Il y eut un déclic… Puis deux détonations.

 — Augustin ? Il y a quelque chose qui ne va pas ? me demanda Justin en haussant les sourcils.

 — Non… Je suis juste un peu fatigué.

 — Nous ferions mieux de rejoindre les autres avant que les jumeaux aient tout englouti !

 Le repas que Jean nous avait concocté aurait pu être un festin mémorable si je n’avais pas eu la tête ailleurs. J’avais à peine touché à mon assiette et malmenai ce pauvre morceau de sanglier avec le bout de ma fourchette.

 J’enrageai de ne pas connaître le dénouement de cette nouvelle « vague » de souvenirs. Quelques secondes de plus m’auraient permis d’identifier le tireur, ou peut-être d’apercevoir le nom d’une rue ou d’une enseigne. J’étais convaincu qu’en résolvant cette énigme, je pourrais enfin comprendre ce qui avait poussé mon arrière-grand-père à m’envoyer ici.

 Pendant des semaines, j’avais volontairement effleuré la main et l’épaule de Justin pour essayer d’en découvrir davantage, mais les rares fois où ce phénomène s’était reproduit, je n’avais assisté qu’à des évènements sans intérêt qui ne m’avaient apporté aucune réponse. J’étais persuadé que ces visions avaient un lien avec Justin, mais j’ignorai toujours lequel. Je ne disposais que de quelques bribes d’informations sur sa jeunesse et il refusait toujours d’aborder le sujet.

 J’avais donc décidé d’enquêter auprès de Marie. Elle avait appris la mort de son frère et de sa belle-sœur un an plus tôt, lorsque Justin, désormais orphelin, s’était présenté à l’accueil de l’hôtel. Elle m’avait confié s’être disputée avec son frère, Joseph, une quinzaine d'années auparavant, sans entrer dans les détails. Peu de temps après, Joseph, sa femme et son fils unique, Justin, âgé de cinq ans, avaient quitté Troyes et Marie n’avait plus jamais entendu parler d’eux.

 Dans mes « flashs », j’avais l’impression que Philippe et son frère avaient à peu près le même âge. Si c’était le cas, ma théorie selon laquelle ces souvenirs appartenaient à Justin s’effondrait.

 J’étais donc revenu au point de départ. La seule solution qui s’offrait à moi, c’était d’interroger Justin lui-même.

 — Tu n’as plus faim ? s’enquit René, les yeux rivés sur mon assiette.

 — Non, vas-y, fais-toi plaisir, répondis-je en me levant. Justin, tu ne voudrais pas faire une partie d’échecs avec moi ?

 — D’accord, mais je prends les blancs !

 Nous nous installâmes à côté de Claude.
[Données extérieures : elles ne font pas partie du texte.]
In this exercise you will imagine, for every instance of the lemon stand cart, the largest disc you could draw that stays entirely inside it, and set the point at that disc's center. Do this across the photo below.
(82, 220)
Avachi sur la table, il piquait du nez pendant que Colette énumérait la liste interminable des préparatifs de leur mariage et se désolait de ne pas encore avoir trouvé de robe pour l’évènement.
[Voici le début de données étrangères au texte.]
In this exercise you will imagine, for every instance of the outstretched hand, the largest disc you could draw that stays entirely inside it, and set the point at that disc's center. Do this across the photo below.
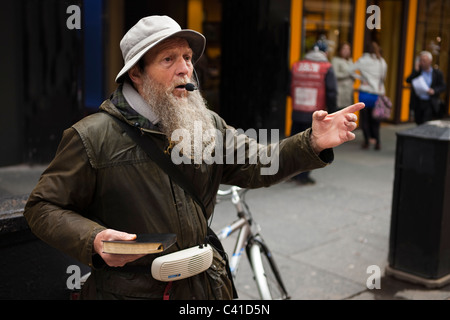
(331, 130)
(114, 260)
 — Je n’arriverai jamais à comprendre pourquoi les femmes se mettent dans tous leurs états pour un bout de tissu, me souffla Justin en avançant un pion.

 — C’est normal, elle a envie que tout soit parfait. Et toi, tu as déjà été fiancé ? lançai-je d’un air dégagé.

 — Non, pourquoi tu me demandes ça ?

 — Par simple curiosité, répliquai-je en sortant mon fou. Au fait, Justin…Qui est Philippe ?

Il sursauta et renversa quelques pièces du plateau. Après les avoir replacées, il leva les yeux vers moi et m’examina un court instant.

 — Je ne vois pas de qui tu parles...

 — Tu es sûr? Il y a quelques mois, je t’ai raccompagné à ta chambre parce que tu avais trop bu. Tu m’as remercié et m’as ensuite appelé Philippe, mentis-je en capturant son cavalier.

 — Tu as dû mal comprendre ! Arrête de poser des questions et concentre-toi, sinon tu vas encore perdre.

  Contrairement à son habitude, Justin enchaîna les erreurs d’inattention tout au long de la partie. Vingt minutes plus tard, je faisais échec et mat et remportai ma première victoire contre lui. Je n’avais plus aucun doute. Justin savait qui était Philippe et j’étais sûr qu’il l’avait déjà rencontré.